Gerçekten Hicretle hem Müslümanların hayatları kurtulmuş, hem de şahıslarında İslâmiyet kurtulmuştur. Yeni bir çevrede, yeni bir dostluk ve kardeşlik muhitinde yeni mü’minlerle kısa zamanda güçlenme imkânına kavuşmuştur.
Hicret eden mü’minlere “Muhacirler” ismi verilmiş ve bunların faziletleri ifade edilmiştir. Bu sebeple Hicretin İslâm tarihinde yeri büyüktür. Herkes bu fazilete sahip olma arzusunu içinde taşımıştır.

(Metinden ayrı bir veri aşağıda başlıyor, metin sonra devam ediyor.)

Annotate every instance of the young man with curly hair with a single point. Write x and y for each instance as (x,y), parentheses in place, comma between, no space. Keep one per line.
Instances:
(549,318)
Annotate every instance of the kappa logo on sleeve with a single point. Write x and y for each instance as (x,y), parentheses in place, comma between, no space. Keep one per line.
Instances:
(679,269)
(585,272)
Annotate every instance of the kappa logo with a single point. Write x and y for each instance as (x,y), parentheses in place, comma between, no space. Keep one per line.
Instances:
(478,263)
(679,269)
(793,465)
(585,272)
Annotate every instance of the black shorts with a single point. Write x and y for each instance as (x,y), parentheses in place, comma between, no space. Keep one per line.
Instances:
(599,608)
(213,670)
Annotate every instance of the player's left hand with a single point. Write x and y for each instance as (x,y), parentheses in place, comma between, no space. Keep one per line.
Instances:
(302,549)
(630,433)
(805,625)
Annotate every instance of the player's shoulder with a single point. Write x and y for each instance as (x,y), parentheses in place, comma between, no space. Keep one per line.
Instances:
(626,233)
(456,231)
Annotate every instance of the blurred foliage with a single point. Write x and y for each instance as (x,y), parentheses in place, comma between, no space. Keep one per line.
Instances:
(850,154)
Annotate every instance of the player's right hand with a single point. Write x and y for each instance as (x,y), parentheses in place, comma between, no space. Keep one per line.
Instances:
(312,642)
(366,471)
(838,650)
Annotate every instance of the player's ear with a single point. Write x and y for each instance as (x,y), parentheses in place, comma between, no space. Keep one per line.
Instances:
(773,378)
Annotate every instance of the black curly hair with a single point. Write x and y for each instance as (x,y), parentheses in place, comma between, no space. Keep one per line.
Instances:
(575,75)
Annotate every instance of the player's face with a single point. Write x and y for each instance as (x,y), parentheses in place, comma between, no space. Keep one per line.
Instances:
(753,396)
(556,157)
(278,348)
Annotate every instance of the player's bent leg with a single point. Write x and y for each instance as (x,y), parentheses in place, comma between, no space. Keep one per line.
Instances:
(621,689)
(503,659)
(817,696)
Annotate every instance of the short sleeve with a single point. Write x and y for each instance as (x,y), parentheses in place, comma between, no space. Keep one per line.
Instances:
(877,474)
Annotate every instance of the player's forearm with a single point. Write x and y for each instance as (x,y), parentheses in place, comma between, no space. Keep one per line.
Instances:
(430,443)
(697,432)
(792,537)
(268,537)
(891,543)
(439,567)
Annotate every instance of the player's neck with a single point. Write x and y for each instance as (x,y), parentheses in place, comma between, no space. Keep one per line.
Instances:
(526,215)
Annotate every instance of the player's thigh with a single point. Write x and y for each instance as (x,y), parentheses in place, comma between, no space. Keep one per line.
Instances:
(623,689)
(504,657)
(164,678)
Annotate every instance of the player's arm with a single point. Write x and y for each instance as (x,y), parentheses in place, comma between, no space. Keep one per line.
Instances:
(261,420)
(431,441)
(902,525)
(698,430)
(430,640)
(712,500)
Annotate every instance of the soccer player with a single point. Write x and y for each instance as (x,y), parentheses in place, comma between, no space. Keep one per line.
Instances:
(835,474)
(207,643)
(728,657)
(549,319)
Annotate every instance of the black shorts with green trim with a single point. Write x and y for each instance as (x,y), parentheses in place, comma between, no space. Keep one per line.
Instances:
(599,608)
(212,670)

Bunun içindir ki, Peygamber Efendimiz Aleyhissalâtü Vesselam Hicretin sadece Mekke’den Medine’ye göç eden mü’minlere bağlı bir fazilet olarak kalmaması, daha sonraki insanların da bundan nasiplenmesi için “Hicret”i önemli bir İslâmî kavram olarak değerlendirmiştir:
“Gerçek muhacir, Allah’ın yasakladığı şeylerden kaçınan, onları terk eden kimsedir.” (2)
“Hicret, kötülüğü terk etmendir.” (3)
“Gerçek muhacir, hata ve günahları terk edendir.” (4)
“Gerçek muhacir, Allah’ın üzerine haram kıldığı şeyleri terk edendir.” (5)
Bir seferinde hicretin en faziletlisinin hangisi olduğu sorulduğunda, Resulullah Aleyhissalâtü Vesselamın verdiği cevap şu olmuştur:
“Rabbimin hoşlanmadığı şeyleri terk etmendir.” (6)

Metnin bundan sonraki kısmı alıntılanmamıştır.